This repository contains code to easily fine-tune pre-trained large speech recognition models on single or multiple GPUs.
Start by cloning the repository:
git clone https://github.com/aitor-alvarez/large-speech-models
Then install cd into the directory and install requirements:
pip install -r requirements.txt
There is only one configuration file model_asr.sh Inside this file you will find all the parameters needed.
python models/asr.py \
--model_id='facebook/wav2vec2-xls-r-300m' \
--num_epochs=30 \
--batch_size=16 \
--lang='ar' \
--dataset='mozilla-foundation/common_voice_11_0' \
--output_dir='fine_tuned_models' \
--train_test='train'
Parameters:
-model_id: string use either a huggingface pretrained model (like above) or a local directory with the pre-trained model.
-num_epochs: int
-batch_size: int
-lang: string use language code if using CV (https://huggingface.co/datasets/common_voice).

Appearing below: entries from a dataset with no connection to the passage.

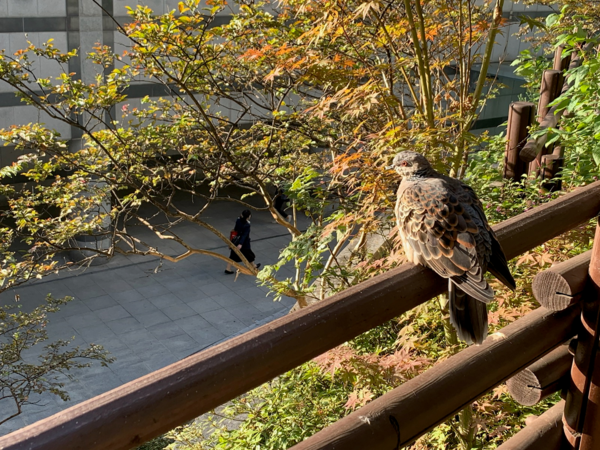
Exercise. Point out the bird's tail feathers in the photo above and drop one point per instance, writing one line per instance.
(468, 315)
(499, 267)
(480, 290)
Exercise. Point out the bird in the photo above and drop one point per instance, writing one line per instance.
(442, 225)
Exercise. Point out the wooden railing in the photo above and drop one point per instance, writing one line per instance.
(147, 407)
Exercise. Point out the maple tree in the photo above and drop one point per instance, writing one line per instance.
(314, 97)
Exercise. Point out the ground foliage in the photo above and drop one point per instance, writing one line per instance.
(417, 339)
(323, 94)
(25, 373)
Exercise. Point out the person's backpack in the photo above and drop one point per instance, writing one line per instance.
(234, 237)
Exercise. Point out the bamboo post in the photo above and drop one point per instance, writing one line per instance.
(541, 379)
(582, 371)
(559, 62)
(562, 285)
(551, 165)
(543, 434)
(552, 81)
(590, 439)
(520, 118)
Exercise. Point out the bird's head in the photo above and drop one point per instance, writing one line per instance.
(408, 164)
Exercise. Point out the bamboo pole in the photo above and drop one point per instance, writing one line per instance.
(590, 439)
(544, 433)
(520, 118)
(401, 416)
(581, 411)
(562, 285)
(147, 407)
(543, 378)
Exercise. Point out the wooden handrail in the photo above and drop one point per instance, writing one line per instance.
(399, 417)
(545, 433)
(151, 405)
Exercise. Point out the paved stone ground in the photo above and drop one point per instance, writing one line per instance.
(149, 315)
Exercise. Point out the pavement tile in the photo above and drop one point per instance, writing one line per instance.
(140, 307)
(100, 383)
(152, 318)
(90, 291)
(73, 308)
(248, 314)
(116, 285)
(101, 302)
(165, 330)
(174, 285)
(149, 314)
(190, 295)
(79, 321)
(192, 323)
(153, 289)
(229, 300)
(132, 371)
(230, 328)
(112, 313)
(215, 289)
(218, 316)
(142, 282)
(158, 362)
(165, 301)
(175, 312)
(15, 423)
(130, 295)
(181, 345)
(125, 325)
(96, 333)
(35, 414)
(204, 305)
(206, 337)
(132, 338)
(146, 349)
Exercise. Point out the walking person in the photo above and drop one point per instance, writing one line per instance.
(242, 227)
(279, 203)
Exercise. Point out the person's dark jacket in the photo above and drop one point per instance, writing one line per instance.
(242, 226)
(279, 203)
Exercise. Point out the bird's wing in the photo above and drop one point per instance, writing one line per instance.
(497, 264)
(438, 232)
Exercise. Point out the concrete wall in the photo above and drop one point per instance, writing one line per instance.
(81, 24)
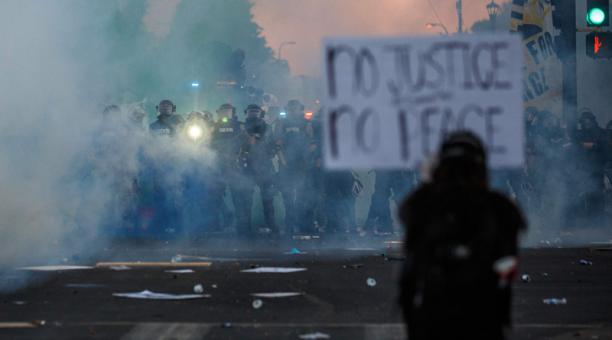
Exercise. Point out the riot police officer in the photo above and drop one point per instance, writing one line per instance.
(168, 121)
(165, 211)
(292, 143)
(257, 169)
(225, 141)
(461, 249)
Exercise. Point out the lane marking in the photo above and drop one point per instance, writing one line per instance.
(177, 331)
(297, 324)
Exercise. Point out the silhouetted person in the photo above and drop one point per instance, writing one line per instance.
(461, 248)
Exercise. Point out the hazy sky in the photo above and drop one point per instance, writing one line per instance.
(307, 21)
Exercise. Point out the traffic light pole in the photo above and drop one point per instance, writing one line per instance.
(564, 17)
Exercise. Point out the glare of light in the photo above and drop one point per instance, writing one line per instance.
(195, 132)
(596, 16)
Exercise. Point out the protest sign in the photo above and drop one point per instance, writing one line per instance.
(390, 101)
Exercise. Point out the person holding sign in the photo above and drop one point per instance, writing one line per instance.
(461, 248)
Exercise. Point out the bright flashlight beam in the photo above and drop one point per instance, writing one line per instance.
(195, 132)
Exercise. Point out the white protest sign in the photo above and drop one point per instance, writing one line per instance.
(390, 101)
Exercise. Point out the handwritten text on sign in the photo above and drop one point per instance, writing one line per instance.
(389, 102)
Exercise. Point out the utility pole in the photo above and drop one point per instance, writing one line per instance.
(459, 16)
(564, 18)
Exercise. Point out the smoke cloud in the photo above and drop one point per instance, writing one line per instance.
(159, 16)
(306, 22)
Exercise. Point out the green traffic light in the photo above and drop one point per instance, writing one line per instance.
(596, 16)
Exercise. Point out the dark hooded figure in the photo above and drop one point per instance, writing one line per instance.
(461, 249)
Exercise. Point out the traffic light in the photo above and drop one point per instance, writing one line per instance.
(598, 13)
(599, 45)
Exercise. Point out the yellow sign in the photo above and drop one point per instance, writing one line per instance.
(543, 73)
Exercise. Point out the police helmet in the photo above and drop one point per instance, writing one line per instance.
(166, 102)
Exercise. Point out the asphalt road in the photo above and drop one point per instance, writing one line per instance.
(335, 298)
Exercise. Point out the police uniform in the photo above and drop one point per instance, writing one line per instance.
(225, 141)
(256, 169)
(165, 213)
(291, 131)
(166, 125)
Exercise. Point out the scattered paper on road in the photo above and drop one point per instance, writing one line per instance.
(84, 285)
(180, 271)
(146, 294)
(4, 325)
(295, 251)
(273, 270)
(276, 294)
(314, 336)
(139, 264)
(55, 268)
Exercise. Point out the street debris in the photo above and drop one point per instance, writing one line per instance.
(555, 301)
(257, 303)
(281, 270)
(314, 336)
(198, 289)
(84, 285)
(305, 237)
(295, 251)
(139, 264)
(6, 325)
(393, 258)
(55, 268)
(276, 295)
(180, 271)
(146, 294)
(352, 266)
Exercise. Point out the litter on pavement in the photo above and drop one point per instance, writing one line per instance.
(180, 271)
(139, 264)
(295, 251)
(281, 270)
(276, 294)
(55, 268)
(314, 336)
(149, 295)
(257, 304)
(84, 285)
(555, 301)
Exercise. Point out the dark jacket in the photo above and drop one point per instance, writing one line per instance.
(454, 236)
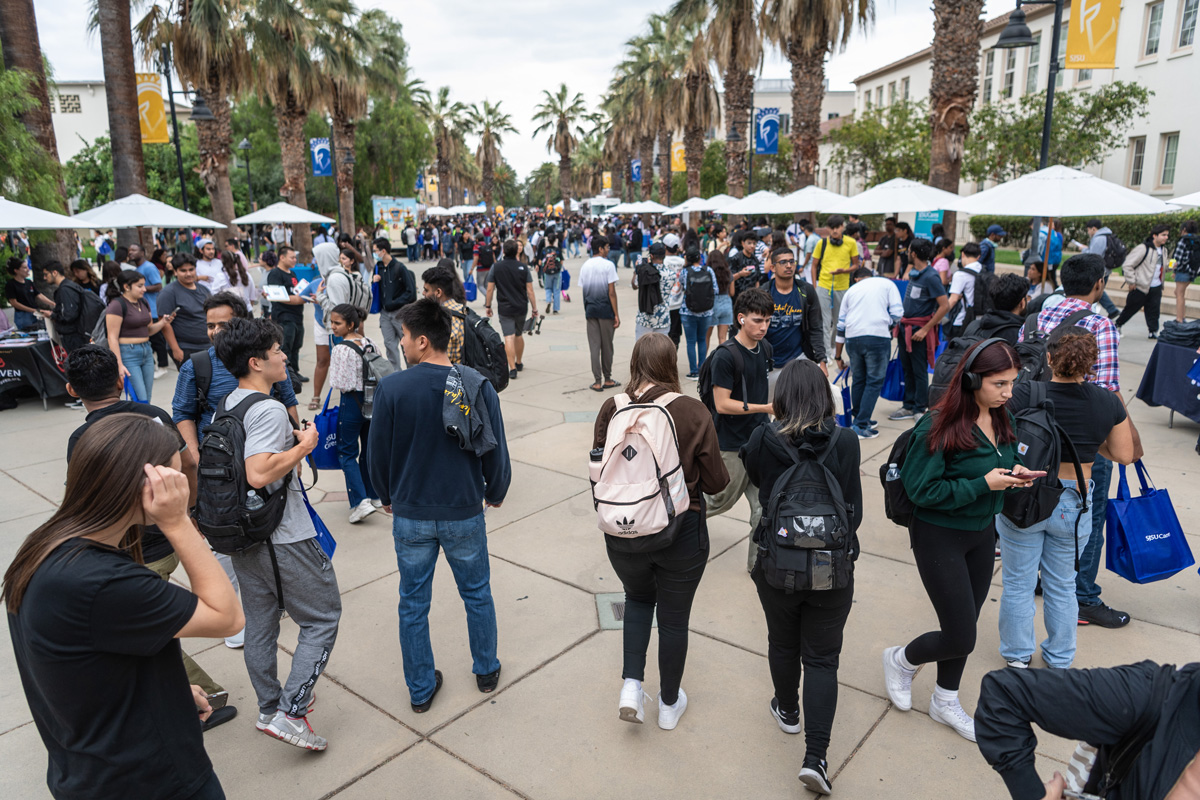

-dataset: string a dataset from transformers library datasets.
-output_dir: string directorry where the fine-tuned model will be saved.
-train_test: string either 'train' or 'test' depending on whether you are fine-tuning or using a fine-tuned model for inference.
If using a custom dataset you can use the following parameter instead of "dataset":
-data_folder: string provide the path to your local dataset following the format of transformers dataset library (https://huggingface.co/docs/datasets/create_dataset)
If using data_folder you will need to use data_lang with language code.
This code was done with the idea of fine-tuning Wav2vec and Whisper for Arabic.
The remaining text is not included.